A aula seguinte foi dedicada a um panorama geral do período militar, seus governos e os chamados conceitos substantivos ou de segunda ordem, como o conceito de ditadura. Foram analisadas imagens de perseguidos e desaparecidos políticos, assim como trechos do Relatório Figueiredo. Para o próximo encontro, foi solicitado aos estudantes que buscassem, então, um meme que representasse o período ditatorial brasileiro de forma errônea com o que haviam pesquisado, juntamente com uma justificativa para sua escolha. Novamente, a turma foi aconselhada a buscar sites que apresentassem referências que colaborassem entre si na busca de fontes. Abaixo, alguns dos memes escolhidos:
Durante a aplicação do projeto ressaltamos aos estudantes a importância da empatia, de se colocar no lugar das pessoas que viveram a época, tanto os perpetuadores e apoiadores do regime quanto aqueles que resistiam a ele, de maneira a compreender e respeitar o que outros indivíduos, de época distinta, pensa, necessita, vivencia, etc., pois nossa compreensão histórica vem da forma como sabemos como as pessoas viram as coisas, sabendo o que tentaram fazer, sabendo que sentiram os sentimentos apropriados àquela situação, sem nós próprios as sentirmos. (LEE, 2003, p. 21) Assim, o despertar da empatia histórica não leva somente ao entendimento daquele outro indivíduo que viveu no passado, mas, quiçá, também do outro que vive agora, no presente, conosco.

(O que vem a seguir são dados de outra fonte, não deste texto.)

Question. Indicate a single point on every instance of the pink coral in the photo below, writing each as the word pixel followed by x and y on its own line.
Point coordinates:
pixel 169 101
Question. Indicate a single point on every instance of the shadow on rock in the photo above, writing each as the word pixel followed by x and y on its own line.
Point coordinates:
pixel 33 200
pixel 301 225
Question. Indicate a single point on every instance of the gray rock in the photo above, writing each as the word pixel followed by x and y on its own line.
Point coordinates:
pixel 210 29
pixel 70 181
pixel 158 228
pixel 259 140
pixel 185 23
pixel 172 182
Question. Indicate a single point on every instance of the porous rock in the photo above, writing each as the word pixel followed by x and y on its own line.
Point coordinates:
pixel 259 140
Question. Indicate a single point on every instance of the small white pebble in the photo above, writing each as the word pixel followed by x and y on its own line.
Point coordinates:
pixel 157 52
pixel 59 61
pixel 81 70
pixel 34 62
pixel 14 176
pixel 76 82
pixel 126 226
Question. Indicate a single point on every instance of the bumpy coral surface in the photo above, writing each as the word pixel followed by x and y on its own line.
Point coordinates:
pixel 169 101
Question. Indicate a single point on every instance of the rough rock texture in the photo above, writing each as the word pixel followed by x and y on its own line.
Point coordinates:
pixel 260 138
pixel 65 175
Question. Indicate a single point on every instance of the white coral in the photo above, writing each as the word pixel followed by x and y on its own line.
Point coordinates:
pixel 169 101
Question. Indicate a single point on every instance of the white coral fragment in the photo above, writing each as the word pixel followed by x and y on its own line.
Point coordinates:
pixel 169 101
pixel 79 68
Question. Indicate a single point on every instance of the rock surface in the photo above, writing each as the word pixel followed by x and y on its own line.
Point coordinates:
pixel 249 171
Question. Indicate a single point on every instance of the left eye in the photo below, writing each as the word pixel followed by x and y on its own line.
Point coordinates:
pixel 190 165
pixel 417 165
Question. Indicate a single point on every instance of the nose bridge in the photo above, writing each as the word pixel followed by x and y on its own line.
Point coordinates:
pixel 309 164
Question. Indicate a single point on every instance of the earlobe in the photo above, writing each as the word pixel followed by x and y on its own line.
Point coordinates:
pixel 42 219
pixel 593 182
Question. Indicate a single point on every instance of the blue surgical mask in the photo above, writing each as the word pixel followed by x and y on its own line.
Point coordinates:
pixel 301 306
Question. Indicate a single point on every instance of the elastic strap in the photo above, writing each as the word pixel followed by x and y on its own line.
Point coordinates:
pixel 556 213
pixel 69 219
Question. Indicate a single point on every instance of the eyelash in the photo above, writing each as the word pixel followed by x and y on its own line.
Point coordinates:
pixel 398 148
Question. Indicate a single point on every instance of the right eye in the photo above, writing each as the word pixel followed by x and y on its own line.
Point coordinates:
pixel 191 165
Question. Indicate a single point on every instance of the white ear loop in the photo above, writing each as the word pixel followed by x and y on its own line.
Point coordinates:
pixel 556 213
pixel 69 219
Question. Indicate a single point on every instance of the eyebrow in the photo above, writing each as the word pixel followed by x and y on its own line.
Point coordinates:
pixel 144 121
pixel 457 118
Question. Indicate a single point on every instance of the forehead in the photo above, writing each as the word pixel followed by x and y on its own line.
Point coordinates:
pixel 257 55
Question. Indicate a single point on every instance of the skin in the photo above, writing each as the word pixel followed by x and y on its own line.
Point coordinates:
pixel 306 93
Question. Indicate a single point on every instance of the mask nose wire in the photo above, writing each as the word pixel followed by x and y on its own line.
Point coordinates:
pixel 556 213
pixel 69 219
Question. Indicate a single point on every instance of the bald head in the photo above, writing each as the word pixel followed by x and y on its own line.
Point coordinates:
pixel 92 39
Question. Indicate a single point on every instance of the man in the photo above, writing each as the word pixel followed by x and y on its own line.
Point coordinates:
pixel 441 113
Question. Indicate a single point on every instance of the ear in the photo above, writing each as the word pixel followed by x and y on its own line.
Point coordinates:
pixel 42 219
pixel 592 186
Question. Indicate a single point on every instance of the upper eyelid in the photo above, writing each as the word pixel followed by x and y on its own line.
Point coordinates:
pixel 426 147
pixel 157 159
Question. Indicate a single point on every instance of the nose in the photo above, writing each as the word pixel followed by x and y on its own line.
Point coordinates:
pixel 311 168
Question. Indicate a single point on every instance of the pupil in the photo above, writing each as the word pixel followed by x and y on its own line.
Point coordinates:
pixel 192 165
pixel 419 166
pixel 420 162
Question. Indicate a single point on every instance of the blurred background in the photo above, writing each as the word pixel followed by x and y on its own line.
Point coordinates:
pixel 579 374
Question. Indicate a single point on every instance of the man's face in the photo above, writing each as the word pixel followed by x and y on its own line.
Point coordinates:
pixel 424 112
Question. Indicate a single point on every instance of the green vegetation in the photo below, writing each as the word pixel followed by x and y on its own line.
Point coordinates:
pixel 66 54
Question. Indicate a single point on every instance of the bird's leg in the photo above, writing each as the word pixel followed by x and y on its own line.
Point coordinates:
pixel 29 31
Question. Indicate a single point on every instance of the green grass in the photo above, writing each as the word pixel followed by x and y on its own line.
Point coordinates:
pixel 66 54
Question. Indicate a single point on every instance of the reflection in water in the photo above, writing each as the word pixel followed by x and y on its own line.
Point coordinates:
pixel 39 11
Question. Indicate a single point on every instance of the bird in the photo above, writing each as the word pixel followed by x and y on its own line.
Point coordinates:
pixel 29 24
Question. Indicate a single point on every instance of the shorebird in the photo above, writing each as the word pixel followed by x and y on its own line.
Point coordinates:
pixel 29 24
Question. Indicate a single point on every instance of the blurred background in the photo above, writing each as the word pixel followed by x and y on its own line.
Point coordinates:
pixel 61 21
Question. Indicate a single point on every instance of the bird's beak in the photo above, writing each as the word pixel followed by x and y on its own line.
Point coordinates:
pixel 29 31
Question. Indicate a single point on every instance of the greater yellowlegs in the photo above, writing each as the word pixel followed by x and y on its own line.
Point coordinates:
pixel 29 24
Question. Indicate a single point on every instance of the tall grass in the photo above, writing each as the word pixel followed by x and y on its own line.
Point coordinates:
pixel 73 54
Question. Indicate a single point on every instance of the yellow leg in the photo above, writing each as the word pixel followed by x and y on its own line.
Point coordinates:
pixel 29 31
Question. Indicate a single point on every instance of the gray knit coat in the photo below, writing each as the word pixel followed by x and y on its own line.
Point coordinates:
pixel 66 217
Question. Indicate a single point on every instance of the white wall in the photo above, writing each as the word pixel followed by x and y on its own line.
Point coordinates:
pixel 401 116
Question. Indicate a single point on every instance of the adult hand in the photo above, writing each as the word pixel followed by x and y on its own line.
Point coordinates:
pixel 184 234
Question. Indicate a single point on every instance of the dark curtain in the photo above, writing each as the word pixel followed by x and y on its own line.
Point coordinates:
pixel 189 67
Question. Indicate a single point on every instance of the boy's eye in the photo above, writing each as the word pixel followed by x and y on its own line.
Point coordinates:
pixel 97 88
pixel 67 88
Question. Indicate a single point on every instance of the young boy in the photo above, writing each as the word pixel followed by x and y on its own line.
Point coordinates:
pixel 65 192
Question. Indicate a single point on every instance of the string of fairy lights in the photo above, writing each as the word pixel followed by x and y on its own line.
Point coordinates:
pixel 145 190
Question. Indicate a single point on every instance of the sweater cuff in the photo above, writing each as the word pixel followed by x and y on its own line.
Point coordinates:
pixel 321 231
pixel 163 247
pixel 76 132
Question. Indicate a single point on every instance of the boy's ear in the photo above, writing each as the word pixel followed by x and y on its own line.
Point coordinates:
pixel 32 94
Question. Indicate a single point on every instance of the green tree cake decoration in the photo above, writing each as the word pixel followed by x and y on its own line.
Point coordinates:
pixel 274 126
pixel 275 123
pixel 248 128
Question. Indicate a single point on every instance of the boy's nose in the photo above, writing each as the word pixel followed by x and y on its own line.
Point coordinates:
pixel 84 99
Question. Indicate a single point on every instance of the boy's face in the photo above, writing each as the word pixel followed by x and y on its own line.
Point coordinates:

Embora, seja importante ressaltar, que esta empatia não deve ser total, e no caso específico do período ditatorial, devemos conhecer as ações de, por exemplo, torturadores, mas nunca aceita-las.
Voltando a última dimensão da Educação Histórica, sua natureza multiperspectivada, a turma testemunhou este aspecto na medida em que encontrava narrativas destoantes sobre o a ditadura civil-militar, entretanto, perceberam que existem critérios que validam, ou não, cada versão, e que, o maior deles é o que Isabel Barca (2001) chamou de consistência da evidência, resultado do cruzamento de fontes que os jovens-estudantes realizaram. Ademais, as justificativas apresentadas pelos estudantes também fazem parte da literacia histórica, na medida em que, com as narrativas criadas, os alunos e alunas demonstram a capacidade de comunicar os resultados de suas pesquisas, o produto de seu próprio trabalho histórico e, para Rüsen (2010), quando criamos uma forma de apresentação da história, estamos dando sentido histórico às nossas próprias.
RESULTADOS
A literacia histórica, − abarcando a otimização dos conhecimentos históricos adquiridos de forma extraescolar, a análise de fontes em sala de aula, a construção de conceitos históricos, o desenvolvimento da empatia, da noção da história como de natureza multiperspectivada e a construção de narrativas históricas −, quando internalizada, produz algumas capacidades: de análise crítica em relação aos materiais culturais com os quais o sujeito se depara na vida prática (...) e a reelaboração/superação/otimização/melhoria dos saberes históricos adquiridos fora da escola. (RAMOS, 2003, p. 15)
Acreditamos positiva a experiência da aplicação deste projeto, pois, salvo alguns estudantes, vimos a disposição e a curiosidade dos estudantes em trabalhar em sala de aula com algo que estão acostumados a ver apenas nas redes sociais. Igualmente, cremos proveitosas as discussões onde a turma se mostrou frustrada quando das dificuldades em encontrar informações que respaldassem seus memes, pois estas frustações serviram de ponto de partida para a reflexão de que toda produção memética das redes com que se deparam no cotidiano pode possuir informações que não encontram amparo no conhecimento científico.